Compared to competitors where definitions are written in Ruby it is difficult to process blocks of text and deal with strings at a character level in the Puppet DSL. This proposal makes some common tasks much easier (handle a block of text, define a margin, and provide detailed escape processing).

Description

Heredoc is a Ruby language feature that allows arbitrary text to be written in the source file between a HEREDOC start marker and its matching end (Ruby HEREDOC is not described in detail in this document). There are several issues related to Ruby HEREDOC:

  1. It is not possible to specify removal of indented space in the result. The <<- syntax only makes indentation of the end marker possible and the user must call gsub to remove initial whitespace. This is difficult to get right, and is brittle (change of indentation may break the construct).
  2. It is not possible to get rid of the final \n without gsub substitution
  3. Since the heredoc operator << is also used for the left shift binary operator it may not appear in all places where a string may appear.
  4. The Heredoc text is interpolated, and if verbatim ruby interpolation should appear in the output, these must be escaped.
  5. There is no detailed control over escapes.

Puppet Heredoc

This proposal presents a solution that does not have the same problems as Ruby's heredoc (shown above).
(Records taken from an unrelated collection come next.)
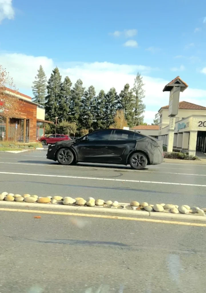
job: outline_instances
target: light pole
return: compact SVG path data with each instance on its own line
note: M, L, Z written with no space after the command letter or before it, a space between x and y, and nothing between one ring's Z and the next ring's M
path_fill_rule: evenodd
M58 119L58 117L55 117L55 119L56 120L56 125L55 126L55 134L56 134L56 124L57 123L57 119Z

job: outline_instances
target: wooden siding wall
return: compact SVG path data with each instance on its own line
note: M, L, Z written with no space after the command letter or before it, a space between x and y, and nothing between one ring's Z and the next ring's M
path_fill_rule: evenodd
M16 118L29 120L29 142L35 142L36 140L37 108L36 105L26 101L18 100L20 111Z

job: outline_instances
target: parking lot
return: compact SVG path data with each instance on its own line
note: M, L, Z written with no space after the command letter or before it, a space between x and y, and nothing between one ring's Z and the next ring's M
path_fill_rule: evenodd
M177 161L140 171L115 165L63 166L47 160L47 151L0 153L2 192L206 206L206 165Z

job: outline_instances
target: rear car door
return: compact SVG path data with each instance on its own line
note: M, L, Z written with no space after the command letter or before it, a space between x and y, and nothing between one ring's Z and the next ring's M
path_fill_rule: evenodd
M85 137L85 139L78 141L78 160L92 163L107 161L108 145L111 133L111 130L96 131Z
M56 142L55 141L55 137L56 135L53 134L52 135L50 135L49 137L47 139L47 144L53 144L54 142Z
M141 135L131 131L116 130L108 146L108 160L125 164L129 154L135 149L136 139L142 137Z

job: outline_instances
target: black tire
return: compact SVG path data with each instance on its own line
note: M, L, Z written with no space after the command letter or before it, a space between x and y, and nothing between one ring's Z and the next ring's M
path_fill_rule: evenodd
M45 146L47 144L47 142L46 140L42 140L41 142L42 145Z
M137 151L131 155L129 161L132 169L141 170L147 165L147 159L144 154Z
M71 165L74 160L74 155L68 149L62 148L58 151L56 159L61 165Z

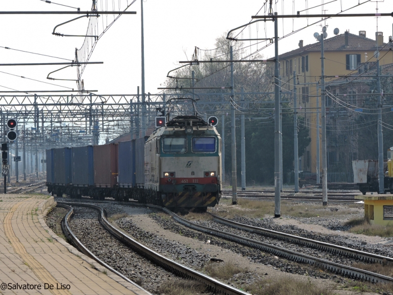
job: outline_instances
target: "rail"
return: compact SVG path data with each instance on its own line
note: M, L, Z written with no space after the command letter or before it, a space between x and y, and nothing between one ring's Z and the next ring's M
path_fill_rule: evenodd
M128 244L132 248L133 248L133 249L136 251L136 252L141 254L149 260L153 261L156 264L164 266L166 268L171 271L172 272L181 273L186 277L193 278L204 283L217 291L221 292L226 294L228 294L230 295L250 295L249 293L244 292L241 290L239 290L233 288L228 285L222 283L221 282L220 282L215 279L203 274L203 273L199 272L198 271L196 271L196 270L194 270L194 269L182 266L177 262L167 258L159 253L149 249L144 245L137 241L125 233L123 233L121 231L120 231L112 226L112 225L111 224L109 221L108 221L105 217L105 214L104 209L98 206L90 204L69 202L57 202L57 204L58 205L63 205L65 206L68 205L72 206L89 207L98 211L99 221L101 224L112 235L116 237L121 241L123 242L125 244ZM161 208L161 207L158 206L151 206ZM69 226L68 225L68 221L71 217L71 216L72 214L73 214L73 210L71 210L66 215L65 217L64 218L64 227L66 230L70 233L70 235L71 235L72 233L72 235L73 235L72 231L71 230L71 229L69 228ZM93 258L93 256L92 256L92 255L94 256L94 254L87 249L82 244L80 241L79 241L79 240L78 239L76 236L74 236L72 239L73 241L74 241L74 240L76 241L76 242L74 242L75 244L84 253L95 260L95 259ZM97 262L100 263L100 262L98 261ZM106 267L109 267L105 266L104 266ZM122 276L122 277L123 277Z
M208 228L202 225L196 224L189 221L187 219L185 219L184 218L180 217L176 214L166 208L162 208L158 206L153 206L152 205L149 205L149 206L158 208L163 210L172 216L175 220L188 227L200 232L202 232L210 235L220 236L230 240L234 241L247 246L261 249L263 251L272 253L276 255L280 256L290 260L293 260L298 262L308 263L310 265L319 266L323 267L328 270L340 273L341 275L344 276L347 276L354 279L365 280L374 283L393 282L393 278L388 277L387 276L379 274L378 273L375 273L374 272L368 271L368 270L365 270L364 269L361 269L360 268L357 268L356 267L353 267L352 266L341 265L335 262L332 262L324 259L321 259L317 257L313 257L309 255L300 253L299 252L296 252L290 250L286 249L280 247L274 246L273 245L270 245L263 242L253 240L243 236L237 236L236 235L234 235L229 233L220 231L219 230L215 230ZM369 253L369 254L370 255L374 255L374 254L371 254L371 253ZM378 255L375 256L377 256ZM382 258L385 257L381 256L381 257Z
M67 239L68 239L69 240L72 241L72 242L74 243L74 245L76 246L78 249L79 249L85 255L88 256L88 257L90 257L90 258L93 259L94 260L95 260L97 262L98 262L103 266L107 268L108 269L109 269L112 272L115 273L119 277L120 277L121 278L125 280L126 282L132 284L137 288L146 292L146 294L150 294L150 295L153 295L151 293L144 290L143 288L134 283L133 281L131 280L130 279L127 278L125 275L122 274L121 273L116 270L116 269L115 269L114 268L113 268L112 267L109 266L105 262L101 260L97 256L94 255L94 254L93 254L93 253L91 252L89 249L86 248L84 246L84 245L81 242L81 241L80 241L79 239L74 234L74 233L71 229L70 225L68 223L69 220L71 218L72 216L74 215L74 209L71 206L69 206L64 204L61 204L60 202L57 202L57 206L59 207L65 208L66 209L69 210L68 213L67 213L66 214L64 218L63 218L63 220L61 221L61 229L63 230L63 232L65 235L65 236L67 237ZM86 205L86 206L88 207L91 207L92 205Z

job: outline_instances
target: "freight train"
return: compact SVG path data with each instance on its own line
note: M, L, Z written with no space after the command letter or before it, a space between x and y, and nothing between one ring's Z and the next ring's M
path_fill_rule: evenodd
M196 113L177 116L148 137L46 150L48 191L73 198L129 199L206 209L221 194L221 138Z
M364 195L379 191L379 174L377 160L352 161L354 182ZM393 194L393 147L388 149L388 160L384 161L384 192Z

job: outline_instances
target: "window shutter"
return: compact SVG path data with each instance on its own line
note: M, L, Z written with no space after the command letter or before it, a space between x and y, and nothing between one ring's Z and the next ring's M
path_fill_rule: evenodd
M345 63L346 64L346 69L349 69L349 55L347 54L345 56Z
M309 56L306 56L306 71L309 71Z

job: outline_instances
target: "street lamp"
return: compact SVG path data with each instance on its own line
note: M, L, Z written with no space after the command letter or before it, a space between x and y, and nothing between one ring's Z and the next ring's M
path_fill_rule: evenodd
M322 104L322 205L324 206L328 205L328 169L326 159L326 109L325 102L326 88L325 84L325 56L323 47L323 39L326 39L328 36L326 32L326 27L322 28L322 32L320 34L317 32L314 33L314 37L321 42L321 104ZM335 29L334 33L337 35L339 32L338 29ZM317 104L318 105L318 98L317 98ZM319 107L317 105L317 108ZM319 120L319 114L317 114L317 119ZM317 122L318 124L319 122ZM319 175L319 130L317 130L317 138L318 139L317 143L317 177Z

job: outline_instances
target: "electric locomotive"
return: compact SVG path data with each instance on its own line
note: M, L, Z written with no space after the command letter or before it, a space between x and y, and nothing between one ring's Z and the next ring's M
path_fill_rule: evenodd
M221 138L198 116L173 118L144 146L145 187L167 207L206 208L221 193Z

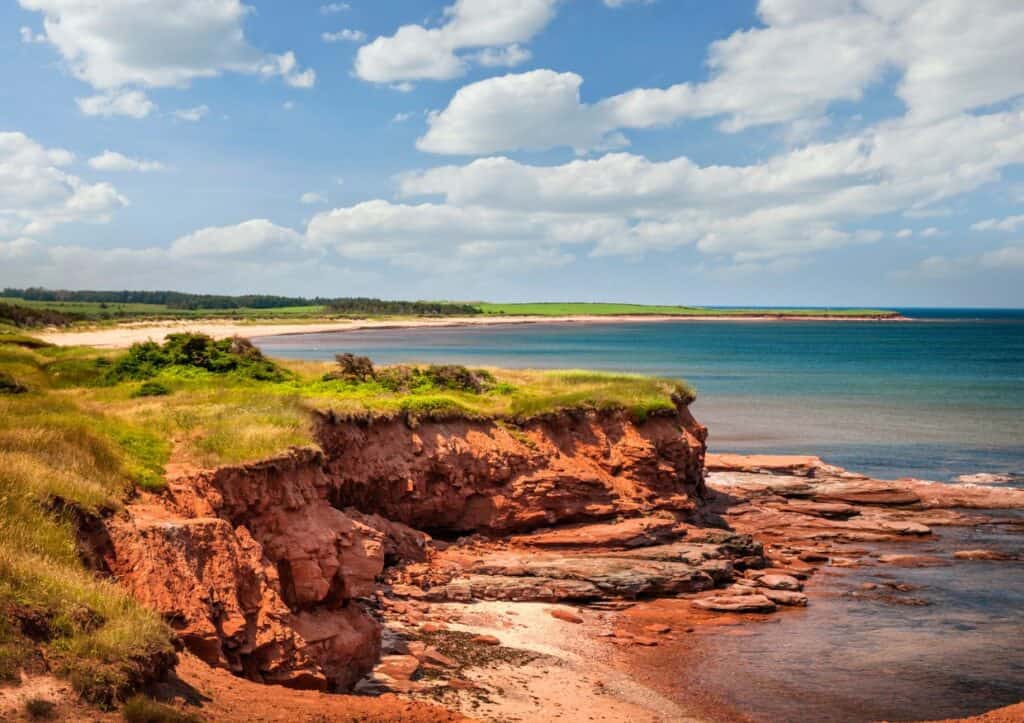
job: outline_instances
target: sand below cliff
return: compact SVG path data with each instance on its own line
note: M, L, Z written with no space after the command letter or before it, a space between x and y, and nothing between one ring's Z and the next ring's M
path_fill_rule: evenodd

This proposal is built on using the @() operator to indicate "here doc, until given end tag", e.g.

$a = @(END)
This is the text that gets assigned to $a.
And this too.
END

Further, the operator allows specification of the semantics of the contained text, as follows:

@(END)no interpolation and no escapes
@("END") double quoted string semantics for interpolation and no escapes

It is possible to optionally specify a syntax that allows validation of the heredoc text, as in this example specifying that this text should be valid JSON.

$a = @(END:json)
This is supposed to be valid JSON text
END

And finally, it is possible to specify the processing of escaped characters. By default both the @(END) form as well as the @("END") form has no escapes and text is verbatim. It is possible to turn on all escapes, or individual escapes by ending the heredoc specification with a /. If followed by only a / all escapes are turned on, and if followed by individual escapes, only the specified escapes are turned on. In this example, the user specifies that \t should be turned into tab characters:

$a = @(END/t)
There is a tab\tbefore 'before'
END

These features are explained in more details in the following sections.

The Heredoc Tag

The heredoc tag is written on the form:

@( <endtag> [:<syntax>] [/<escapes>] )

The heredoc endtag may consist of any text except the delimiters (see details below). Syntax is optionally specified with a : (colon) followed by the name of the syntax used in the text. Escapes are optionally spcified with a / followed by the possible escapes.

Here are the details:

  • <endtag> is any text not containing :, /, ) or \r, \n (This is the text that indicates the end of the text)
  • <syntax> is [a-z][a-zA-Z0-9_+]*, and is the name of a syntax. This is validated to not contain empty segments between + signs. The result is always downcased.
  • <escapes> zero or more of the letters t, s, r, n, L, $ where
    • \t is replaced by a tab character
    • \s is replaced by a space
    • \r is replaced by carriage-return
    • \n is replaced by a new-line
    • \L replaces escaped end of line (\r?\n) with nothing
    • $ is replaced by a $ and prevents any interpolation
    • If any of the other escapes are specified \ is replaced by one \
  • if <escapes> is empty (no characters) all escapes t, s, r, n, L, and $ are turned on.
  • It is an error to specify any given escape character more than once in the specification.

The three parts in the heredoc tag may be surrounded by whitespace for readability.

End Marker

The end marker consists of the heredoc endtag (specified at the opening @) and optional operators to control trimming.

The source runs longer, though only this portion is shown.